# Our eclectus parrot



## Kat91 (Sep 19, 2008)

This is Jammy, our eclectus


----------



## Titan (Feb 10, 2011)

*Another great Parrot*



Kat91 said:


> This is Jammy, our eclectus
> 
> image
> 
> ...


Jammy looks a super bird, I look after an eclectus male, very friendly I can trust him with all the children, really great
Titan


----------



## HABU (Mar 21, 2007)

love it!

my friend has a female... i baby sit here from time to time...

eclectus are wonderful... his cockatoo is a diva but rose is a sweetheart... great birds eclectus are!


----------



## white (May 16, 2009)

He's fab!Where did you get hiom from as i've been looking for one for ages.


----------



## HABU (Mar 21, 2007)

here's rose... what a female looks like...

i'd take either a male or female... if i had that much money... wonderful things!


----------



## Kat91 (Sep 19, 2008)

Titan said:


> Jammy looks a super bird, I look after an eclectus male, very friendly I can trust him with all the children, really great
> Titan


Jammy is full of character lol very sweet but temperamental also! :lol2:



white said:


> He's fab!Where did you get hiom from as i've been looking for one for ages.


My OH got him from a friend of his  I'll ask him, I *think* his friend breeds them, not sure.


HABU said:


> image
> 
> here's rose... what a female looks like...
> 
> i'd take either a male or female... if i had that much money... wonderful things!


Females are gorgeous! I can't pick between the two.

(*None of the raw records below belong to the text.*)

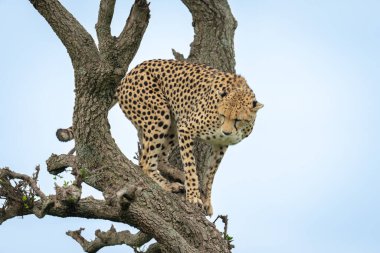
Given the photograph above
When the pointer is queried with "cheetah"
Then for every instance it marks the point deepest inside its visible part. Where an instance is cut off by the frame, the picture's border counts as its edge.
(175, 102)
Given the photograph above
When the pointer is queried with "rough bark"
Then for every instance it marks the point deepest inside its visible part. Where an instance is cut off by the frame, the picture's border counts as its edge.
(130, 196)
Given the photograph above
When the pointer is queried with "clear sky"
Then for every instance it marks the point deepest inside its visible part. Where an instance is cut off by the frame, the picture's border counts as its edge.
(306, 180)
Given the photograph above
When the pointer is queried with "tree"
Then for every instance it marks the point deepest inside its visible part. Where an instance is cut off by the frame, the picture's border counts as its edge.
(130, 197)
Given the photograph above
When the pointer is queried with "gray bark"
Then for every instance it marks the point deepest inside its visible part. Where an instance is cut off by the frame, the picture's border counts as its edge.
(176, 225)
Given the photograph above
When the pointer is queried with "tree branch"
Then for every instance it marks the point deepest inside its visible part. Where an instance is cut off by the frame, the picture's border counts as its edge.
(78, 42)
(58, 163)
(130, 38)
(103, 28)
(214, 28)
(109, 238)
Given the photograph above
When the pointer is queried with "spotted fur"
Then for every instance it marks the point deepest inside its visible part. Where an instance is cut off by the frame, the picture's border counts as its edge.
(173, 103)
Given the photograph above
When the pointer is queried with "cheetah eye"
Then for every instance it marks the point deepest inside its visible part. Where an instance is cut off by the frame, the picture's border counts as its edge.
(236, 122)
(223, 93)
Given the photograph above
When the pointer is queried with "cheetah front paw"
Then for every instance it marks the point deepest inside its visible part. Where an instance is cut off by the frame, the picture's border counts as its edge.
(195, 200)
(208, 207)
(175, 187)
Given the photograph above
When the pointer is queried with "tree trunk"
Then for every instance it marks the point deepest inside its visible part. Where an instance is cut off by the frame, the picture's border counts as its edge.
(131, 197)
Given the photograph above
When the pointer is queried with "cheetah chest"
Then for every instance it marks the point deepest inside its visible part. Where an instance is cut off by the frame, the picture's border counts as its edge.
(216, 137)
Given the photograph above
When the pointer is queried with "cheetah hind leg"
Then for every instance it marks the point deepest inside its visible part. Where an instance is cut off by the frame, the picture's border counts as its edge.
(152, 149)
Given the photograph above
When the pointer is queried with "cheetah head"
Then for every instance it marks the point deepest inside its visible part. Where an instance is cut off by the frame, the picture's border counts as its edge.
(237, 111)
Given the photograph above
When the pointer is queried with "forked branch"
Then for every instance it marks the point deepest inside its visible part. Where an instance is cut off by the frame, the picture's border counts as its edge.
(78, 42)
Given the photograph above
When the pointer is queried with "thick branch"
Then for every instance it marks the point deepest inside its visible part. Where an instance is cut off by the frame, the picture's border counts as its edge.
(109, 238)
(130, 38)
(103, 28)
(214, 28)
(58, 163)
(78, 42)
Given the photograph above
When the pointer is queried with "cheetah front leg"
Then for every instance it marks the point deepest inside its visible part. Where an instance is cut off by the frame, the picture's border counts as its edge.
(218, 153)
(186, 144)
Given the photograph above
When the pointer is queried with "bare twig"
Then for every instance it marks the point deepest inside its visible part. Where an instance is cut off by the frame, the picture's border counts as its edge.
(58, 163)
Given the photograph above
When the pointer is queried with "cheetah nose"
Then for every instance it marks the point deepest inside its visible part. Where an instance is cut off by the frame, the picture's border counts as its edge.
(226, 133)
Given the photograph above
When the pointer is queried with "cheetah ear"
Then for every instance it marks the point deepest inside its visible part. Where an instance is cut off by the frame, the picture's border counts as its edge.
(257, 105)
(223, 93)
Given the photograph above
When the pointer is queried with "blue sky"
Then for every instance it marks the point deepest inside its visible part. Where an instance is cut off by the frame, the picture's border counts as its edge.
(306, 180)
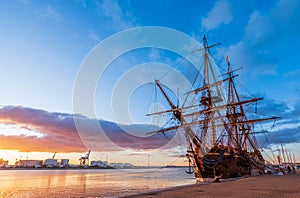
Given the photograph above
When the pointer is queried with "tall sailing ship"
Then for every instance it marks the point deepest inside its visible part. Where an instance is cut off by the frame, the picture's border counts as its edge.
(220, 138)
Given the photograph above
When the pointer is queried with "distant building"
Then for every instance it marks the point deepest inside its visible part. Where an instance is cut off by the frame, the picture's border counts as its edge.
(50, 163)
(64, 162)
(121, 165)
(29, 163)
(99, 164)
(3, 162)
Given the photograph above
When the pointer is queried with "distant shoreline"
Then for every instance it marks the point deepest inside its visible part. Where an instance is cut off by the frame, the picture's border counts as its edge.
(85, 168)
(257, 186)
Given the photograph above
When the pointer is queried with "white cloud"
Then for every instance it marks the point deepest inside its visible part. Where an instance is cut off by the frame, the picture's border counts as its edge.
(218, 15)
(94, 37)
(112, 10)
(50, 12)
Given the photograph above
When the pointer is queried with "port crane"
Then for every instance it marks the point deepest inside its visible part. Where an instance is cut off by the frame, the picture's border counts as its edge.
(85, 159)
(54, 155)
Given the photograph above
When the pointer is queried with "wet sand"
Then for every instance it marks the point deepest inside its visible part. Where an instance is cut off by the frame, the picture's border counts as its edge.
(258, 186)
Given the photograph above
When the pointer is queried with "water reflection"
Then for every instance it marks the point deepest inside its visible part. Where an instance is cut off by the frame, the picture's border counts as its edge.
(78, 183)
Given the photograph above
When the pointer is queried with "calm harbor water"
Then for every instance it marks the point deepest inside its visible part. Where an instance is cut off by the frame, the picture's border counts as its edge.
(88, 183)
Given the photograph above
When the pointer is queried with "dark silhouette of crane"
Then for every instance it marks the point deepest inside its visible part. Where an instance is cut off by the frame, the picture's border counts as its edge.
(84, 161)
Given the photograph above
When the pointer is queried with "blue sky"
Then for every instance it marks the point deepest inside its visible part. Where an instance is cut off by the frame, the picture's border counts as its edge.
(43, 44)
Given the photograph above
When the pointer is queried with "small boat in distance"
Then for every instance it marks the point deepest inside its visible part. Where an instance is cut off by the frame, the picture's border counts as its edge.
(220, 138)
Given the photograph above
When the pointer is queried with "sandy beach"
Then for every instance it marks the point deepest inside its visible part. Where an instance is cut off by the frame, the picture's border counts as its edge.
(258, 186)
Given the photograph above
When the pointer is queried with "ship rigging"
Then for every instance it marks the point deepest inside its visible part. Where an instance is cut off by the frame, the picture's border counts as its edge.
(220, 138)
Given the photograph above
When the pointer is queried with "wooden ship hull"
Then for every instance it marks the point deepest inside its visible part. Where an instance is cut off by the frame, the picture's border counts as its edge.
(233, 151)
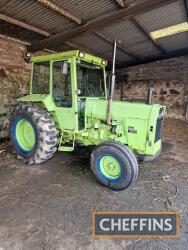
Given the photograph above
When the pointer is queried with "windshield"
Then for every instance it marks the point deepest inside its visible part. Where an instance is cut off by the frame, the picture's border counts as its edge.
(90, 80)
(41, 78)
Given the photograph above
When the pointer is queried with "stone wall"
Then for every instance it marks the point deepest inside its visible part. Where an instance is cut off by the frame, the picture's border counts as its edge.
(169, 78)
(14, 78)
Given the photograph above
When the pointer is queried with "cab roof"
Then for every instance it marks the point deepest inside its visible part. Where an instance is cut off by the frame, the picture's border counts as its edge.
(69, 54)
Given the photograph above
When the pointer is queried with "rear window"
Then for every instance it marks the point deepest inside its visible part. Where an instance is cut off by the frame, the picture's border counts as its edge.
(41, 78)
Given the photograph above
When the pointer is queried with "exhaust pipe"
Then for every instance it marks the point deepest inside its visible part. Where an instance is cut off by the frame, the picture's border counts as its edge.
(112, 84)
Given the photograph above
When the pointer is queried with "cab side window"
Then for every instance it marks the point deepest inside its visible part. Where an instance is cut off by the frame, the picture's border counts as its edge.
(62, 93)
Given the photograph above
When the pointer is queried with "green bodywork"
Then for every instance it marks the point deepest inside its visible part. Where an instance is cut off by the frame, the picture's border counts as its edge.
(133, 124)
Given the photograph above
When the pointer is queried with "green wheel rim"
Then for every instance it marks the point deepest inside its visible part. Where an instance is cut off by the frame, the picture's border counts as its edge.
(110, 167)
(25, 135)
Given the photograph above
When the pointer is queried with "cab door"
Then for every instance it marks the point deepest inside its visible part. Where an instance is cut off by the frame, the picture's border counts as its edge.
(63, 89)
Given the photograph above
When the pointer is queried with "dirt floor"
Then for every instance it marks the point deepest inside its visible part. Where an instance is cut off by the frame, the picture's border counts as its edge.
(50, 206)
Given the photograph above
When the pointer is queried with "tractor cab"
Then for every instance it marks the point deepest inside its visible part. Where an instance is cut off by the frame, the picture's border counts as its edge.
(70, 79)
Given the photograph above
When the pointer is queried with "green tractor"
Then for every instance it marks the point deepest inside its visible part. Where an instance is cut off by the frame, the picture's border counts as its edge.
(70, 106)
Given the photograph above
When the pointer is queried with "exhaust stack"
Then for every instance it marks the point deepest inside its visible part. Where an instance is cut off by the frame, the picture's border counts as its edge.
(112, 84)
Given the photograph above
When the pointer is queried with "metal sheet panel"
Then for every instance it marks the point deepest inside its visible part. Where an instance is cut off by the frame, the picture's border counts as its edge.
(178, 41)
(14, 31)
(38, 15)
(163, 17)
(87, 9)
(125, 31)
(144, 49)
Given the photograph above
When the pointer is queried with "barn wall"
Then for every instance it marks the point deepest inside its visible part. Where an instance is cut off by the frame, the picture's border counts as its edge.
(14, 78)
(169, 78)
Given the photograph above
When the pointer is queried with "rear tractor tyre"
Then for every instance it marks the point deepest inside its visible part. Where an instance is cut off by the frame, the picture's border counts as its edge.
(114, 165)
(33, 134)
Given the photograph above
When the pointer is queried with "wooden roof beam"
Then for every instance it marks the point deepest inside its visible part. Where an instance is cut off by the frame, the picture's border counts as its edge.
(24, 25)
(120, 47)
(143, 31)
(60, 10)
(41, 32)
(105, 20)
(120, 2)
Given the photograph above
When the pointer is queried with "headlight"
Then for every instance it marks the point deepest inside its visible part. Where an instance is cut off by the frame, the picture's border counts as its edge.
(27, 57)
(104, 62)
(81, 54)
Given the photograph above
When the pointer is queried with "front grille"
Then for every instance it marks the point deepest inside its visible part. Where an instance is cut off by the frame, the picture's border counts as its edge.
(159, 125)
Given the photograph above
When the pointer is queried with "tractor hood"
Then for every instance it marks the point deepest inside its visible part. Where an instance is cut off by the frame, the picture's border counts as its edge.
(120, 110)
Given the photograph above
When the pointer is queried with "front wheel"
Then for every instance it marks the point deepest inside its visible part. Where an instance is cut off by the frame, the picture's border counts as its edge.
(114, 165)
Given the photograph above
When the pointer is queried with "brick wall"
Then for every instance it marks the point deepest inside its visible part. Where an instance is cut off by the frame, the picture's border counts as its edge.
(169, 78)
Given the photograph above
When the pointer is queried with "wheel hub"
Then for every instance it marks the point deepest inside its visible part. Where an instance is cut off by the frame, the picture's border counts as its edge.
(110, 167)
(25, 134)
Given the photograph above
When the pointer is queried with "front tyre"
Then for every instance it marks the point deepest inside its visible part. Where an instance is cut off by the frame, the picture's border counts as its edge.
(33, 134)
(114, 166)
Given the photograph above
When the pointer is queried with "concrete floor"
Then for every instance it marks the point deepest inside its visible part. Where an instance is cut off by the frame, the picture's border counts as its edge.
(50, 206)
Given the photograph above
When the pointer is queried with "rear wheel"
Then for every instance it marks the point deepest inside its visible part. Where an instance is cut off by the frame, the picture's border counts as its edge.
(114, 165)
(33, 134)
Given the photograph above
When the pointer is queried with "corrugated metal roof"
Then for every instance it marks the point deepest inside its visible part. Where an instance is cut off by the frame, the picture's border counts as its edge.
(178, 41)
(88, 9)
(38, 15)
(133, 39)
(163, 17)
(125, 31)
(14, 31)
(144, 49)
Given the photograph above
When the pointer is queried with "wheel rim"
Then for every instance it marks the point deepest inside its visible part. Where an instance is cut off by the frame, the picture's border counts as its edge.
(25, 135)
(110, 167)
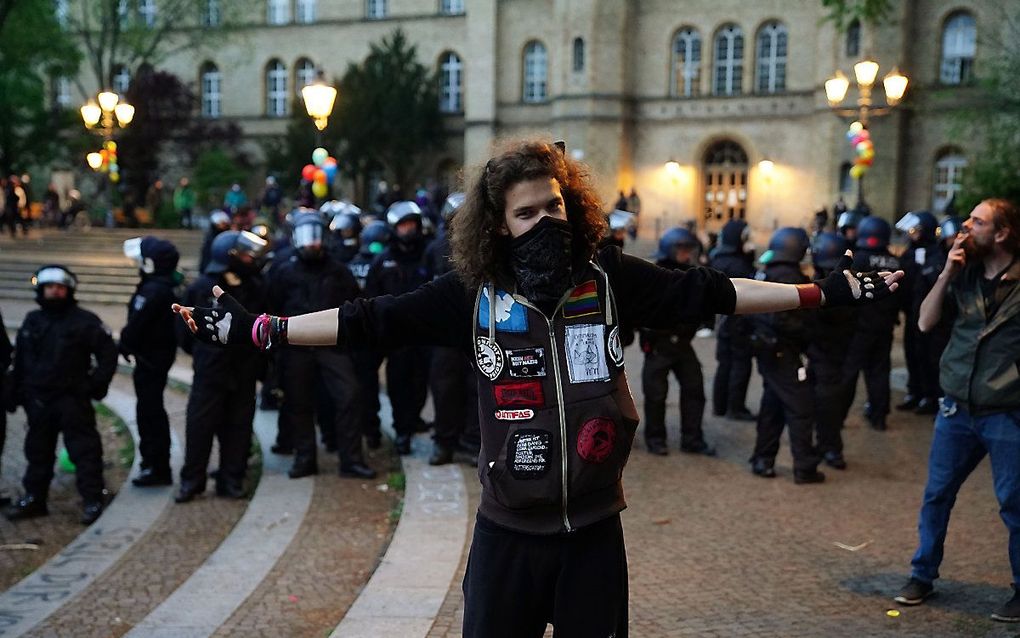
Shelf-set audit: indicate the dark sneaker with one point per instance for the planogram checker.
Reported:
(914, 592)
(1009, 612)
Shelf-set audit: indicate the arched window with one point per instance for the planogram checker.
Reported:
(728, 60)
(577, 55)
(772, 58)
(959, 46)
(948, 178)
(275, 89)
(305, 10)
(685, 79)
(536, 72)
(725, 196)
(854, 38)
(304, 74)
(451, 84)
(212, 82)
(277, 11)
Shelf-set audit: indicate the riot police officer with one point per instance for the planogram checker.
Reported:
(399, 270)
(732, 350)
(919, 228)
(150, 338)
(221, 402)
(54, 379)
(313, 280)
(670, 350)
(780, 342)
(830, 333)
(872, 341)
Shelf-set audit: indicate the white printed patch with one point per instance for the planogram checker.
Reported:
(514, 414)
(585, 345)
(489, 357)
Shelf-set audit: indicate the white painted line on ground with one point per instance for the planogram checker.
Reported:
(64, 576)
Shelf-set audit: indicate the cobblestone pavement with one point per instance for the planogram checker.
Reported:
(716, 551)
(53, 532)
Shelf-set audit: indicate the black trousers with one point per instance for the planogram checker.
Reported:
(680, 359)
(407, 385)
(870, 352)
(300, 397)
(455, 395)
(73, 418)
(150, 412)
(224, 413)
(516, 583)
(785, 401)
(732, 353)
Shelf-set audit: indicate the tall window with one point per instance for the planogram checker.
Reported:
(854, 38)
(772, 58)
(452, 7)
(685, 79)
(451, 84)
(211, 15)
(277, 11)
(305, 11)
(728, 60)
(948, 179)
(959, 45)
(577, 55)
(375, 9)
(536, 72)
(212, 82)
(275, 89)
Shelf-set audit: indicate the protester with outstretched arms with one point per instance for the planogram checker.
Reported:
(539, 311)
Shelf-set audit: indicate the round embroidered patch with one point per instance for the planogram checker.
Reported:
(596, 440)
(489, 357)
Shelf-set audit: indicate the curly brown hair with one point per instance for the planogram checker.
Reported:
(477, 234)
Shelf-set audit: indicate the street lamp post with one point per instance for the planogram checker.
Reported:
(865, 71)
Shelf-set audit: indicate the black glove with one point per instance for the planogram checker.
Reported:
(845, 286)
(226, 323)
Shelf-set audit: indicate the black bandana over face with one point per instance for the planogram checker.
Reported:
(542, 260)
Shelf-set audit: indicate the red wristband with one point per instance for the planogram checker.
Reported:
(810, 294)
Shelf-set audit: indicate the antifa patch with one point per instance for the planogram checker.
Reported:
(526, 362)
(596, 440)
(522, 394)
(527, 453)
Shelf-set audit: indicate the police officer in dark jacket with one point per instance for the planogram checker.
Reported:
(830, 332)
(150, 338)
(398, 270)
(780, 342)
(54, 380)
(919, 227)
(221, 402)
(872, 342)
(313, 280)
(732, 349)
(670, 350)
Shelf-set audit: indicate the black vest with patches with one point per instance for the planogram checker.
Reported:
(552, 398)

Hopefully in the future we will be able to get him a female friend for company :flrt:


----------



## HABU (Mar 21, 2007)

Kat91 said:


> Jammy is full of character lol very sweet but temperamental also! :lol2:
> 
> 
> My OH got him from a friend of his  I'll ask him, I *think* his friend breeds them, not sure.
> ...


 rose is so mellow... quiet too...


----------



## alan1 (Nov 11, 2008)

my fave parrot - you lucky peoples, all ofs ya!


----------



## Snoopy84 (May 15, 2010)

asolutely stunning birds!!! i have a soft spot for the males, i think personally they are just so gorgeous

love that too though!!


----------



## burmman (Oct 30, 2008)

Hay, this is our female Eclectus parrot..Rio, she's 5months old!


----------



## Kat91 (Sep 19, 2008)

HABU said:


> rose is so mellow... quiet too...
> 
> 
> image


wow she's stunning!! :flrt:


burmman said:


> Hay, this is our female Eclectus parrot..Rio, she's 5months old!
> 
> image


another stunner! :flrt:

love that shade of blue they have...


----------



## Zoo-Man (Apr 12, 2008)

I love the feathering of Eclectus, its sheen & texture ie amazing!


----------



## burmman (Oct 30, 2008)

Yeah it is, they have oil glands to keep there feathers in good condition and as a result of the oil glands they dont produce feather dust like other species do which is a plus for anyone with asthma or allergies :2thumb:


----------



## Kat91 (Sep 19, 2008)

Zoo-Man said:


> I love the feathering of Eclectus, its sheen & texture ie amazing!


Me too...Jammy get REALLY bright when he's had a bath...his feathers are gorgeous.


----------